See [java-hll](https://github.com/aggregateknowledge/java-hll) for an
overview of what HLLs are and how they work.

## Usage

Hashing and adding a value to a new HLL:

    from python_hll2.hll import HLL
    import mmh3
    value_to_hash = 'foo'
    hashed_value = mmh3.hash(value_to_hash)

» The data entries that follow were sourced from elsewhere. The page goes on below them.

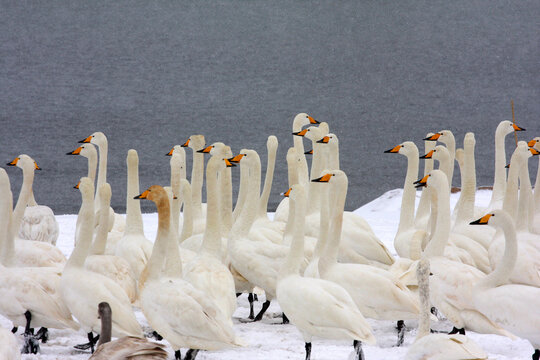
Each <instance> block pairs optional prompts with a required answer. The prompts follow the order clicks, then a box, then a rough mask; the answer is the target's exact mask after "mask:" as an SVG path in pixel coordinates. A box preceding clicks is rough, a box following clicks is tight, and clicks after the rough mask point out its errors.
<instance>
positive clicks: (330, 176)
mask: <svg viewBox="0 0 540 360" xmlns="http://www.w3.org/2000/svg"><path fill="white" fill-rule="evenodd" d="M330 178H332V174H324V175H323V176H321V177H320V178H317V179H313V180H311V182H329V181H330Z"/></svg>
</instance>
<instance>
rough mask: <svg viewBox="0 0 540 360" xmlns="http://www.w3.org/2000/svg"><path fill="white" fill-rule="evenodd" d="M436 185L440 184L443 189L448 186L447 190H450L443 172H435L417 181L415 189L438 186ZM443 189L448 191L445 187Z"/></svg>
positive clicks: (441, 170) (440, 171) (414, 184)
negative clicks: (433, 186) (447, 188)
mask: <svg viewBox="0 0 540 360" xmlns="http://www.w3.org/2000/svg"><path fill="white" fill-rule="evenodd" d="M435 184H438V186H441V187H442V186H446V188H448V179H447V177H446V175H445V173H444V172H442V170H433V171H432V172H430V173H429V174H427V175H426V176H424V177H423V178H422V179H420V180H417V181H415V182H414V185H415V186H414V187H415V188H417V189H418V188H421V187H430V186H437V185H435ZM442 188H443V189H446V188H445V187H442Z"/></svg>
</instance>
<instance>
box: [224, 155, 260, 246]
mask: <svg viewBox="0 0 540 360" xmlns="http://www.w3.org/2000/svg"><path fill="white" fill-rule="evenodd" d="M248 156H249V157H250V159H245V158H243V159H242V160H241V162H240V163H242V161H248V162H249V165H248V168H249V187H248V192H247V198H246V203H245V204H244V206H243V207H242V212H241V213H240V216H239V217H238V220H237V221H236V222H235V223H234V225H233V229H232V231H231V238H234V237H246V236H247V235H248V233H249V230H250V229H251V226H252V225H253V222H254V221H255V219H256V216H257V209H258V201H257V199H258V198H259V195H260V191H261V160H260V158H259V155H258V154H257V153H256V152H250V153H249V155H248Z"/></svg>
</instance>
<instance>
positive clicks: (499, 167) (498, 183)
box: [489, 125, 507, 208]
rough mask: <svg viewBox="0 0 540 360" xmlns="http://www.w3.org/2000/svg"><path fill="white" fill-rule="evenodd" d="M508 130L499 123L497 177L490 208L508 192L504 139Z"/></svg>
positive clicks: (496, 153)
mask: <svg viewBox="0 0 540 360" xmlns="http://www.w3.org/2000/svg"><path fill="white" fill-rule="evenodd" d="M506 135H507V134H506V131H505V129H504V128H503V126H501V125H499V126H498V127H497V130H496V131H495V179H494V181H493V191H492V194H491V201H490V204H489V208H493V207H494V206H496V204H499V203H500V202H502V201H503V199H504V197H505V192H506V168H505V166H506V149H505V143H504V139H505V138H506Z"/></svg>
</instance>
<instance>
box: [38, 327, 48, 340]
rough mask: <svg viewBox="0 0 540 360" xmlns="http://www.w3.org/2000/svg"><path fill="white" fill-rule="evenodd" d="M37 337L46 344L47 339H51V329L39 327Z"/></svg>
mask: <svg viewBox="0 0 540 360" xmlns="http://www.w3.org/2000/svg"><path fill="white" fill-rule="evenodd" d="M36 339H38V340H41V342H42V343H43V344H46V343H47V340H49V329H47V328H44V327H42V328H41V329H39V330H38V332H37V333H36Z"/></svg>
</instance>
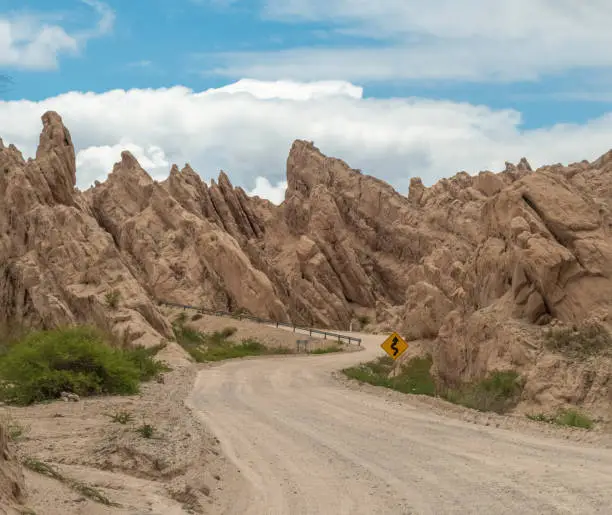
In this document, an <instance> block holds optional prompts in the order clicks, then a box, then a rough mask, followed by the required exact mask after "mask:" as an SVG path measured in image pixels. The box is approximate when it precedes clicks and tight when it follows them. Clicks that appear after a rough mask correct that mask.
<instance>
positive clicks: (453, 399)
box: [442, 370, 523, 413]
mask: <svg viewBox="0 0 612 515" xmlns="http://www.w3.org/2000/svg"><path fill="white" fill-rule="evenodd" d="M522 392H523V382H522V380H521V378H520V376H519V375H518V374H517V373H516V372H514V371H511V370H510V371H503V372H502V371H495V372H492V373H491V374H490V375H489V376H488V377H487V378H485V379H483V380H481V381H475V382H473V383H468V384H465V385H462V386H460V387H459V388H458V389H450V390H446V391H444V392H443V393H442V397H444V398H446V399H447V400H449V401H450V402H454V403H455V404H460V405H462V406H465V407H467V408H472V409H475V410H478V411H494V412H495V413H505V412H507V411H509V410H510V409H512V408H514V407H515V406H516V405H517V404H518V402H519V400H520V397H521V394H522Z"/></svg>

    hll = HLL(13, 5) # log2m=13, regwidth=5
    hll.add_raw(hashed_value)

Retrieving the cardinality of an HLL:

    cardinality = hll.cardinality()

Unioning two HLLs together (and retrieving the resulting cardinality):

    hll1 = HLL(13, 5) # log2m=13, regwidth=5
    hll2 = HLL(13, 5) # log2m=13, regwidth=5

    # ... (add values to both sets) ...

    hll1.union(hll2) # modifies hll1 to contain the union
    cardinalityUnion = hll1.cardinality()

Reading an HLL from a hex representation of [storage specification,
v1.0.0](https://github.com/aggregateknowledge/hll-storage-spec/blob/v1.0.0/STORAGE.md)
(for example, retrieved from a [PostgreSQL
database](https://github.com/aggregateknowledge/postgresql-hll)):

    from python_hll2.util import NumberUtil
    input = '\\x128D7FFFFFFFFFF6A5C420'
    hex_string = input[2:]
    hll = HLL.from_bytes(NumberUtil.from_hex(hex_string, 0, len(hex_string)))

Writing an HLL to its hex representation of [storage specification,
v1.0.0](https://github.com/aggregateknowledge/hll-storage-spec/blob/v1.0.0/STORAGE.md)
(for example, to be inserted into a [PostgreSQL
database](https://github.com/aggregateknowledge/postgresql-hll)):

    bytes = hll.to_bytes()
    output = "\\x" + NumberUtil.to_hex(bytes, 0, len(bytes))

Also see the [API
documentation](https://python-hll.readthedocs.io/en/latest/docs/python_hll2.html).

## Development

See
[Contributing](https://python-hll.readthedocs.io/en/latest/contributing.html)
for how to get started building, testing, and deploying the code.